This story was originally published by Advisor’s sister publication, Maclean’s.
Microsoft Corp. is paying $26.2 billion to acquire LinkedIn as the career-oriented social networking site struggles to overcome weak user engagement, slowing sales and a stagnant share price. But given Microsoft’s track record when it comes to scooping up wayward tech companies, don’t expect a turnaround story for LinkedIn anytime soon—if ever.
The deal, Microsoft’s biggest, is being billed as a way for the lumbering software giant to add to its portfolio of business-oriented software and services like Office365, while also providing it with a foothold in the fast-growing social networking sphere. Since being named CEO in 2014, Satya Nadella has been on a mission to remake Microsoft into a “productivity and platforms” company as the computing world gradually moves away from PCs, which Microsoft long dominated, in favour of mobile devices.

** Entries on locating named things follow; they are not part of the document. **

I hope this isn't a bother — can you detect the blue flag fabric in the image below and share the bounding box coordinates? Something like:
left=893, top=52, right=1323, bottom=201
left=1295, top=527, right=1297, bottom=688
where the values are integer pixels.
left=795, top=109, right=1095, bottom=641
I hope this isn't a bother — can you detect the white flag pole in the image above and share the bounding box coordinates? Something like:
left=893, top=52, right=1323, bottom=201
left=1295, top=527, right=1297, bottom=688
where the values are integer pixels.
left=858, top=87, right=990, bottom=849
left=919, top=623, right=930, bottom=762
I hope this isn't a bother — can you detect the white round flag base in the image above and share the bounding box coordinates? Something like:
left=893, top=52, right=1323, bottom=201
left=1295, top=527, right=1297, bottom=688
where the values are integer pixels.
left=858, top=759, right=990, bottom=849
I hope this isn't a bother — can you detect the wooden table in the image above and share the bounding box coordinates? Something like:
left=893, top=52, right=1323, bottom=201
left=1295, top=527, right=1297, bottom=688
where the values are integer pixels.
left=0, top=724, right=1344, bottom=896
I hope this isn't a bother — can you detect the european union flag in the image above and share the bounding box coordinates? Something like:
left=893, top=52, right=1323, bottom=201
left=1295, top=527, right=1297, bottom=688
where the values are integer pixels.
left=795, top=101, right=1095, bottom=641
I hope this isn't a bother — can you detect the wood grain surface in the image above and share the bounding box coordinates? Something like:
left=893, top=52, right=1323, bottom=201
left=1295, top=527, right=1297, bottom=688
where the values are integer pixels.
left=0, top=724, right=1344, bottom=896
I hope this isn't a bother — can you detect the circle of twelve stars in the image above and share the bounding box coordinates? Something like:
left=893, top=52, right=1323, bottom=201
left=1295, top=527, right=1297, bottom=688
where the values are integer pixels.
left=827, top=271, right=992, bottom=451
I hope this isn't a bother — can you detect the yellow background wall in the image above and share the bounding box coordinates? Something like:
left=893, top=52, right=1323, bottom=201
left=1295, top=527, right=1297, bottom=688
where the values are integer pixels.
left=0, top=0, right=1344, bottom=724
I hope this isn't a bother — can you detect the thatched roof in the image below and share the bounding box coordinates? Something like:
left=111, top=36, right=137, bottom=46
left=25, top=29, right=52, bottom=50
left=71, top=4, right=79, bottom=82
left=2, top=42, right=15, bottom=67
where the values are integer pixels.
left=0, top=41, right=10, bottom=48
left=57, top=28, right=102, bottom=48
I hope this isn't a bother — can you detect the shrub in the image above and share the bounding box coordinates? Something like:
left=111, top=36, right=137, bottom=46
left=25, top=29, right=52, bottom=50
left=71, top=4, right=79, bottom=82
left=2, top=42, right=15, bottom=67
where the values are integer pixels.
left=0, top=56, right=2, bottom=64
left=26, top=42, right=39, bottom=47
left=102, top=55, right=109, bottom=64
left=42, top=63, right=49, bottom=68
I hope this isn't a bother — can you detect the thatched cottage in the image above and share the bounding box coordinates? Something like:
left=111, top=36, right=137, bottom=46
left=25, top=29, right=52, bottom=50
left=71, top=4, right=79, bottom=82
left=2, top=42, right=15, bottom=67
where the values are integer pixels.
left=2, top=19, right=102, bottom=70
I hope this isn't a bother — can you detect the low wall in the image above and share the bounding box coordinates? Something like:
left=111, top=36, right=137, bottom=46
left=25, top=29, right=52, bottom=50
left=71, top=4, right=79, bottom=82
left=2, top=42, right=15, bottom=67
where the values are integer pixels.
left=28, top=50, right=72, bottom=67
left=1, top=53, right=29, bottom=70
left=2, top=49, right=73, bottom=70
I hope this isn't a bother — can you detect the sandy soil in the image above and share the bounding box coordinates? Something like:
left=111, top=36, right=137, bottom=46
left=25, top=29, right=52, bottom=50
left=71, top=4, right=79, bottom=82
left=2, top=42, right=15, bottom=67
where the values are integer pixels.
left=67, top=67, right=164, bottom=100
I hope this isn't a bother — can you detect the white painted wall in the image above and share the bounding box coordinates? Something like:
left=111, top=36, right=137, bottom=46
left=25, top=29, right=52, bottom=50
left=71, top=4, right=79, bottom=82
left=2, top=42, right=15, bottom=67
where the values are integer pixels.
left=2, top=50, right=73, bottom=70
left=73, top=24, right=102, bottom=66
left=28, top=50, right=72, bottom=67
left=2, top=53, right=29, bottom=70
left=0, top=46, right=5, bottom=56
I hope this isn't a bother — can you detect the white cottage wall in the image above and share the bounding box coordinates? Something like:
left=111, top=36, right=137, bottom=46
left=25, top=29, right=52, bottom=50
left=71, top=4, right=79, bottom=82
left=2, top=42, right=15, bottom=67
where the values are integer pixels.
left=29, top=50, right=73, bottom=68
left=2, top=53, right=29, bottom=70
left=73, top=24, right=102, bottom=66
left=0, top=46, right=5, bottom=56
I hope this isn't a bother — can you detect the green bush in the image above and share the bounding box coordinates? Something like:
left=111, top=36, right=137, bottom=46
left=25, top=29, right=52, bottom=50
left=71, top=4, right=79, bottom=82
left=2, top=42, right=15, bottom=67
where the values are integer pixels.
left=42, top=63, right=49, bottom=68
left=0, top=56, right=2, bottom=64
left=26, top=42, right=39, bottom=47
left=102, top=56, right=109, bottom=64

So what, exactly, would LinkedIn, with some 105 million active monthly users, add to Microsoft’s menu? Some say LinkedIn will help broaden and deepen the appeal of Microsoft’s products among business customers. Others believe Redmond, WA-based firm is hoping LinkedIn’s reams of data about people and their employers can be tapped by its Cortana digital assistant to prep Windows 10 users for sales and other meetings. “It sounds smarmy, but a good salesperson will tell you that an emotional connection helps seal the deal,” wrote Mark Hachman, a senior editor at PCWorld.
For LinkedIn, meanwhile, the tie-up mostly offers it a reprieve from competition and angry investors. Earlier this year, LinkedIn’s stock plummeted 43% in a single day after executives released a sales forecast that came in well below expectations.